THE so-called "Confetti Revolution" that took place immediately after the Aug. 21, 1983 murder of martyr Benigno Aquino Jr. took place in the usually sedate Ayala District area that has later become the Makati Central Business District. The tall buildings along its major thoroughfare - Ayala Avenue - proved to be excellent lairs of some urban guerillas, who shredded into pieces of pages of the Yellow Pages, the PLDT telephone directory, and threw them out of the windows to comprise a rain of confetti.
Yellow was the main color of the Confetti Revolution, of which 'Yellow Revolution" was also used to refer to the same momentous event. From this Yellow Revolution comes the word "dilawan" (yellowish), which remnants of abandoned supporters of the Marcoses have been using to refer to the present-day democratic forces.
There were reasons why the Confetti Revolution occurred along the Ayala business area. The Ortigas and Bonifacio Global Business Districts were vast expanse of cogonal lands with hardly any buildings and road networks. Their development took place when dictator Ferdinand Marcos was ousted after the 1986 EDSA People Power Revolution. The Cubao business area was hardly developed to meet the expanding business of the 1960s and 1970s.
The Manila business areas in the Binondo-Escolta area was too cramp and bursting to the seams; they could not accommodate growing business, which chose to relocate to the Ayala area. The Ayala business area was perfect for the purpose. Besides, entrepreneurs and business executives who opposed Marcos were based in the Ayala area.
As a journalist, I had the opportunity to cover the protest mass actions in the Ayala area, or what is now known the Makati Central Business District (CBD). Immediately after Marcos and his minions treacherously killed Ninoy Aquino in broad daylight, nationwide protest actions erupted without letup. Filipinos acted as one to condemn the heinous crime.

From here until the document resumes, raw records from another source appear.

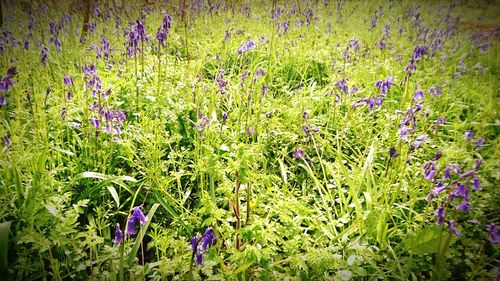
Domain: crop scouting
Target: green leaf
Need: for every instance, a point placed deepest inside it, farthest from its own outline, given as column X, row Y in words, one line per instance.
column 114, row 194
column 427, row 240
column 4, row 247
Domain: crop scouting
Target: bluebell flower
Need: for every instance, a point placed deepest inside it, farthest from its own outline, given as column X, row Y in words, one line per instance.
column 479, row 143
column 418, row 95
column 131, row 226
column 118, row 235
column 392, row 152
column 494, row 233
column 464, row 206
column 246, row 47
column 438, row 189
column 342, row 85
column 299, row 154
column 138, row 215
column 476, row 185
column 199, row 259
column 384, row 85
column 453, row 229
column 95, row 122
column 440, row 215
column 469, row 134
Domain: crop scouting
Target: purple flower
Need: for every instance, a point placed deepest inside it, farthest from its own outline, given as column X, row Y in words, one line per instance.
column 194, row 243
column 468, row 173
column 460, row 191
column 208, row 239
column 68, row 81
column 447, row 173
column 479, row 143
column 384, row 85
column 464, row 206
column 298, row 154
column 342, row 85
column 250, row 131
column 131, row 226
column 453, row 229
column 476, row 185
column 494, row 233
column 118, row 235
column 478, row 164
column 441, row 121
column 438, row 155
column 161, row 35
column 440, row 215
column 199, row 259
column 381, row 44
column 418, row 142
column 403, row 133
column 95, row 122
column 419, row 51
column 469, row 134
column 438, row 189
column 246, row 47
column 392, row 152
column 138, row 215
column 418, row 95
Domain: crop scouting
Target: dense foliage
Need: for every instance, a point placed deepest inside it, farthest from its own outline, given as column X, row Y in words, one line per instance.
column 249, row 140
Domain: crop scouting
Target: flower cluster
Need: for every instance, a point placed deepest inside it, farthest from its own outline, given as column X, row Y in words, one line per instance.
column 199, row 245
column 6, row 83
column 136, row 217
column 113, row 118
column 457, row 185
column 246, row 47
column 162, row 33
column 138, row 33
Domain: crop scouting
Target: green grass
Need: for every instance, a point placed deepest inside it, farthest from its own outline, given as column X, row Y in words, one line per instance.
column 195, row 157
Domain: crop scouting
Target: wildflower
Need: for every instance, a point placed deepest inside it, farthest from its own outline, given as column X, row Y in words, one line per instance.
column 460, row 191
column 418, row 142
column 342, row 85
column 476, row 185
column 494, row 233
column 418, row 95
column 479, row 143
column 478, row 164
column 208, row 238
column 384, row 85
column 199, row 259
column 464, row 206
column 468, row 173
column 453, row 229
column 131, row 226
column 392, row 152
column 95, row 122
column 469, row 134
column 438, row 155
column 440, row 215
column 138, row 215
column 419, row 51
column 200, row 245
column 438, row 189
column 429, row 170
column 246, row 47
column 298, row 154
column 194, row 243
column 68, row 81
column 118, row 235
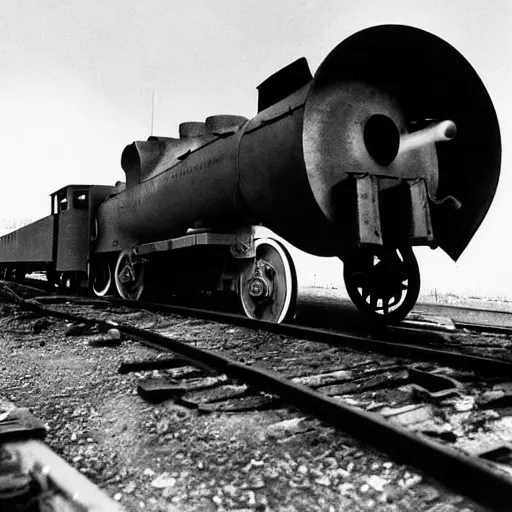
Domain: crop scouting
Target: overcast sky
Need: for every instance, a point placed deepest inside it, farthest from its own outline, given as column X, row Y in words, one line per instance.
column 76, row 80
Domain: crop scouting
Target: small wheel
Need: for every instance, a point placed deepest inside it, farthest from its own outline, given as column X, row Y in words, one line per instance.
column 101, row 278
column 268, row 288
column 383, row 283
column 129, row 276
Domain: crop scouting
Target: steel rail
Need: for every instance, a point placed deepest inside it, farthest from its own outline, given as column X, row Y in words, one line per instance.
column 486, row 365
column 466, row 475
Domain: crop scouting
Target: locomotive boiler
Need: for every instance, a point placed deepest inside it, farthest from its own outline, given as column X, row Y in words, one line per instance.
column 393, row 143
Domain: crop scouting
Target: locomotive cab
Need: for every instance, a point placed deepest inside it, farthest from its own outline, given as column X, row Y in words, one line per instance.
column 74, row 208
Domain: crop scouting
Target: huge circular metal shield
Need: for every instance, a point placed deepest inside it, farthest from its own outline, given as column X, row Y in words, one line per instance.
column 403, row 75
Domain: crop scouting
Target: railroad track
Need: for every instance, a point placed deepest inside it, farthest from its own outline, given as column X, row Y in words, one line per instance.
column 470, row 476
column 34, row 477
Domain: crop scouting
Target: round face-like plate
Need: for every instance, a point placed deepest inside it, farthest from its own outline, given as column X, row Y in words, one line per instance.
column 403, row 75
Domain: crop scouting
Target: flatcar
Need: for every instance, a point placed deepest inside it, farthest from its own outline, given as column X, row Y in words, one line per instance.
column 393, row 143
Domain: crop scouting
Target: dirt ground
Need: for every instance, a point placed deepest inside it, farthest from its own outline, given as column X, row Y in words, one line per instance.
column 168, row 457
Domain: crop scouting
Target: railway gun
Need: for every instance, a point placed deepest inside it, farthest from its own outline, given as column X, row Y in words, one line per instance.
column 393, row 143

Yes, the Confetti Revolution suddenly occurred. But to avoid disruption of the usual business flow in the country's main financial district, organizers timed the protest actions every Friday of the week. By 2 pm, every Friday, pieces of yellow confetti rained the Makati CBD. Nobody could stop the spontaneous, simultaneous acts of protest.
I remember having goose bumps whenever i saw those pieces of yellow confetti rained Makati. A colleague once remarked it was very similar to the scene in the dying days of the Batista regime in Havana, when pro-government forces could not move because of the strengthened position of the pro-Castro forces. Anonymous Makati employees, who felt aghast over Ninoy's murder, shredded them and threw tons out of the windows of those tall buildings.
Two years ago, I and my colleagues surveyed the Makati Business District to study a possible replication of the Yellow Revolution. I was surprised to find out that so many buildings have risen over the last 30 or 35 years. These building are taller and sturdier over the buildings that stood when the Confetti Revolution happened.
Alas, I have found out that they do not have the windows where some guys could throw pieces of confetti. In brief, the new buildings are no longer adaptable for a replay of the historic yellow revolt. Who did it? I truly don't know. I could only offer some guesses. But they belong to the realm of speculations, although they could have factual basis.